Mario Ciro Ciavarella Aurelio

San Marco in Lamis, venerdì 20 dicembre 2019 -  Anno Domini, 1173. Pisa. Gli operai si arrampicano per cercare di mettere mattone su mattone, per raggiungere l’altezza di 57 metri. Queste le intenzioni del progettista e dei tanti operai che ci mettono tutta l’anima   per raggiungere quell’altezza. Si lavora senza sosta: i lavori di una volta erano soprattutto dei patti tra dio e gli uomini, quando si dovevano costruire chiese e campanili. La gloria del signore doveva essere visibile: per convincere le genti a lodare il creatore. Atto di fede ed evangelizzazione.

Di pari passo va la storia dell’uomo con quella di dio: un patto bilaterale, ti do, e tu mi dai. Concretezza degli uomini e affabilità di dio si incontrano tra cielo e terra, dove si costruiscono cattedrali ad ampio respiro. Dove i fedeli possano credere ancor di più nell’infallibilità del creatore, nonostante il mistero che ci circonda! Ecco perché le chiese sono alte: per cercare di comprendere quello che in basso non è facilmente visibile, come il mistero dell’uomo.

I campanili hanno storia a parte: sono delle appendici delle chiese, e da lì si annuncia l’inizio della funzione religiosa, con campane che suonano a festa. Si richiamano i cuori ad unirsi in un solo posto, dove dio si presenterà anche se non sarà visibile, ma attraverso la penetrazione delle nostre anime da parte del suo messaggio di pace e speranza. Mistero della fede.  

Bonanno Pisano, ci ha messo l’anima nel progettare il campanile per la cattedrale di Santa Maria Assunta. Non poteva essere diversamente: le opere di una volta dedicate all’Alto dovevano essere perfette e durature.

Altrimenti cedeva prima di tutto la fede dei credenti e poi la reputazione dell’autore sarebbe caduta in disgrazia.
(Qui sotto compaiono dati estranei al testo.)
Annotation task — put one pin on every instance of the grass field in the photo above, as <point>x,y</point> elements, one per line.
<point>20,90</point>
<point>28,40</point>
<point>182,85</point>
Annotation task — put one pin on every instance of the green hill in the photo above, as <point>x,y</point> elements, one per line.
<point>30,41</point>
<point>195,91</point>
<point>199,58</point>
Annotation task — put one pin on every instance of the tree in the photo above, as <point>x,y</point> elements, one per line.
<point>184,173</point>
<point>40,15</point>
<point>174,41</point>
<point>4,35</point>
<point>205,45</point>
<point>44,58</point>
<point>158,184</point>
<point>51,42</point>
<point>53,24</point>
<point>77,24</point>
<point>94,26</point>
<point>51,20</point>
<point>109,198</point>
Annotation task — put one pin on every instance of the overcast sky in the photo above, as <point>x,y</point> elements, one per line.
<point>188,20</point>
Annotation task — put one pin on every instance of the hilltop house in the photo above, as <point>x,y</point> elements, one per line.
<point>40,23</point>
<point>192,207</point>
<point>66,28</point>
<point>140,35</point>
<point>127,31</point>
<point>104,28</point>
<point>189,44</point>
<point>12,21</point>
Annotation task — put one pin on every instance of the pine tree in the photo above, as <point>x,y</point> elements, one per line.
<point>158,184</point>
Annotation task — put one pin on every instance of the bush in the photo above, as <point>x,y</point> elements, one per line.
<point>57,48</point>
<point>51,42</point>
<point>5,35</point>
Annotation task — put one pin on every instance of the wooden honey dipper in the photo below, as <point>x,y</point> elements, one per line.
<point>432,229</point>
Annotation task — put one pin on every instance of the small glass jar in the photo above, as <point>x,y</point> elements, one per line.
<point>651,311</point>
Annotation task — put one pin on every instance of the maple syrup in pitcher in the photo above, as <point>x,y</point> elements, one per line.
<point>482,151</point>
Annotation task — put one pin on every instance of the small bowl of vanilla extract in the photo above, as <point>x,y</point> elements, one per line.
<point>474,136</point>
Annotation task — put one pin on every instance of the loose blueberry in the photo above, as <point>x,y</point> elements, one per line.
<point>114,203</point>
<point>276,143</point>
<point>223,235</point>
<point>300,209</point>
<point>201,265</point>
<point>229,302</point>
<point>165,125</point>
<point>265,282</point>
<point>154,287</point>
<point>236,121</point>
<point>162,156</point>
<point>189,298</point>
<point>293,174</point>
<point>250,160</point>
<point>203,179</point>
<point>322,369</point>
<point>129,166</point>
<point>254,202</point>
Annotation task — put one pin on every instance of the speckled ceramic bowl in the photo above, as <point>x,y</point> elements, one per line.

Le pietre, il marmo e tutto il materiale usato per innalzarsi al cielo, dovevano essere di prima qualità, lo stesso dicasi del lavoro fatto dagli operai. Che spesso su quelle impalcature molto precarie, ci morivano.

Arrivati a metà dell’opera, il terreno sottostante la torre inizia a cedere. La costruzione vacilla, si adagia su un lato, di poco. I lavori vengono fermati. Bonanno Pisano pure si ferma. Non sa cosa fare. L’architetto tempo prima aveva inciso in latino su una pietra della sua fama eterna: “Mirificum qui certus opus condens statui unum, / Pisanus civis Bonannus nomine dicor” (Io che sicuro ho innalzato, fondandola, un’opera mirabile sopra ogni altra, sono il cittadino pisano chiamato Bonanno).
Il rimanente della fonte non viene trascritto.